Richard Lutz wanders down a Cotswold path to stumble upon a bit of hidden history
If there is one thing that sets Britain apart, it is walking in its winter countryside. The light is low, it is mostly damp and quiet and mist can roll between the trees. If ever you believed in fairies, trolls or the hocus-pocus of magic, it is in this climate, in this season.
And if there is a single thing in a winter’s day that can only be British (or even more specifically English) it is walking through a winter’s day approaching a remote rural church.
These country churches, quiet, forgotten, slowly deteriorating, are the bones of England. And the more forgotten they are, rather than celebrated and cleaned up, the more they are an emblem to Englishness.
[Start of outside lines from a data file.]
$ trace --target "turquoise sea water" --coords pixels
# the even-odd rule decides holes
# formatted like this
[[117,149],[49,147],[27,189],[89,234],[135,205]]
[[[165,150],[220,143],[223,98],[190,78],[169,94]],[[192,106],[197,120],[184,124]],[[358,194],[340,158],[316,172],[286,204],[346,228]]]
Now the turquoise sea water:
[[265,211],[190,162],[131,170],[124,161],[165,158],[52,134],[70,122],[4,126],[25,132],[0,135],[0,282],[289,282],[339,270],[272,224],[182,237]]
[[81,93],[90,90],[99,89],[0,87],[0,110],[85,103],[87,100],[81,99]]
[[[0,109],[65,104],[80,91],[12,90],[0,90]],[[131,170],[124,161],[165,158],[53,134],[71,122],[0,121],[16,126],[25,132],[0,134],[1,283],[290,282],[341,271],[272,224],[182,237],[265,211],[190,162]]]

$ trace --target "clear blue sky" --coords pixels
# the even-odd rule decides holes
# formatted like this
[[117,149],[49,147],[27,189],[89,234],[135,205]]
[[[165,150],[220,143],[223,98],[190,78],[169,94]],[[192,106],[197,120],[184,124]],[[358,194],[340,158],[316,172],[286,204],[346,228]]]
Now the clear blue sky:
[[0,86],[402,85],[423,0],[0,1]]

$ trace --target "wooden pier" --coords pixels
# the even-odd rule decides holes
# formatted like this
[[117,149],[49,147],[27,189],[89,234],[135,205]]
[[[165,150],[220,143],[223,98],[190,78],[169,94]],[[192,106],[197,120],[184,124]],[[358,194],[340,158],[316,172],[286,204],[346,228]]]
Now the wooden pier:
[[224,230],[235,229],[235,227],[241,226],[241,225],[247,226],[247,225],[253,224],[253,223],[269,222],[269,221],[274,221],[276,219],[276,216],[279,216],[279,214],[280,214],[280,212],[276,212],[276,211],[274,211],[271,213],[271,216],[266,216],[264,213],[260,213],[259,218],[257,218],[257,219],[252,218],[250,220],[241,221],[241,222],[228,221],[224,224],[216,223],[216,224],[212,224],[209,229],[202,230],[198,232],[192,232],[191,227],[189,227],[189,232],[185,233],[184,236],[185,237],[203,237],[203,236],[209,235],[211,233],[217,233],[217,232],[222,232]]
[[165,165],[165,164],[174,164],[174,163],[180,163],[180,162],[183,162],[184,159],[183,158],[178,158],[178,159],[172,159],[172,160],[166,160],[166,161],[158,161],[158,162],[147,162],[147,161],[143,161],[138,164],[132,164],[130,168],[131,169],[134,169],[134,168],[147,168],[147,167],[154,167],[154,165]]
Today, I walked from the small hamlet of Lower Oddington in the Cotswolds to its church. Not the grand Victorian one that sits pompously on its winding High Street. But St Nicholas, down an old country lane, with a funky arrowed-sign gesturing to the appropriately named Church Lane (what else?).
As one commentator delightfully put it: ‘Oddington is hidden, like an old sea chest shoved away...’
It is a 20 minute walk with a low sun peeping over a wet green field. St Nicholas appears beyond a wood. It is surrounded by yew and beech. There is a lingering fragrance of wild damp undergrowth, the perceptible sound of falling late leaves or the rustling of tiny animals. The church, and it is a large one, sits on a knoll; it’s the last remnant of a lost village that may have vanished after a plague, Thankfully, it’s not closed. The heavy door creaks open, the sound of a 900 year old church. Inside the white stone creates its own low light. The north wall, a big wall, is astonishing. On its faded expanse is a fading 14th century doom painting, a medieval landscape of the damned descending to hell, a warning to those who are foolish enough to ignore the Bible.
It’s hard to make out individual figures or even individual devils and saints on its canvas, 32 feet long and 15 feet high. It is fading, There are Christ, his apostles, angels, there’s a trumpet, there’s a devil and, of course, the hellfire and the damned being plagued by eternal torment. The Puritans whitewashed this vast mural and it was only uncovered 100 years ago and slowly gently, sometimes badly, touched up.
The pictures fade in the fading winter light. And it seems proper. This is an enduring feature of the English church, the forgotten rural English churches from Devon to Northumberland. Things do fade. And it makes sense.
St Nicholas, with its stone roof and on its hillock, has other intriguing treasures. A mural from the 1500s seemingly portrays the notorious Cardinal Wolsey. It was created while he was still alive. He was Archbishop of York during Henry VIII’s time (as portrayed in the novel Wolf Hall) and used a sumptuous manor house in Oddington which belonged to his bishopric. Historians think the anonymous painter wanted to show him either as a paragon of virtue or as a sinister figure as he approached his fall.
An early 19c coat of royal arms commemorating William IV hangs above the chancel arch, all very regal and military and out of place. And a Victorian altarpiece had been set in the east wall by a grieving father for a son killed during the First World War.
But they are side shows.
The beauty of this church is its 700 year old wallpainting, said to be the largest in England.. The largest, yes, but maybe one of the least known.
The architectural experts, notably Nicholas Pevsner and Simon Jenkins, pay tribute to it and its hidden home-St Nicholas- tucked away in the Cotswolds.
But it takes a creak of an old wooden door on a damp fading day to really understand the belly of England and its painted walls as winter approaches.
I am ready to visit the Cotswolds (and what is the derivation of that name?).
Yes, it could only be in England, casually reaching back to ancient times. Only outsiders like us can see what a strange and charming country England really is.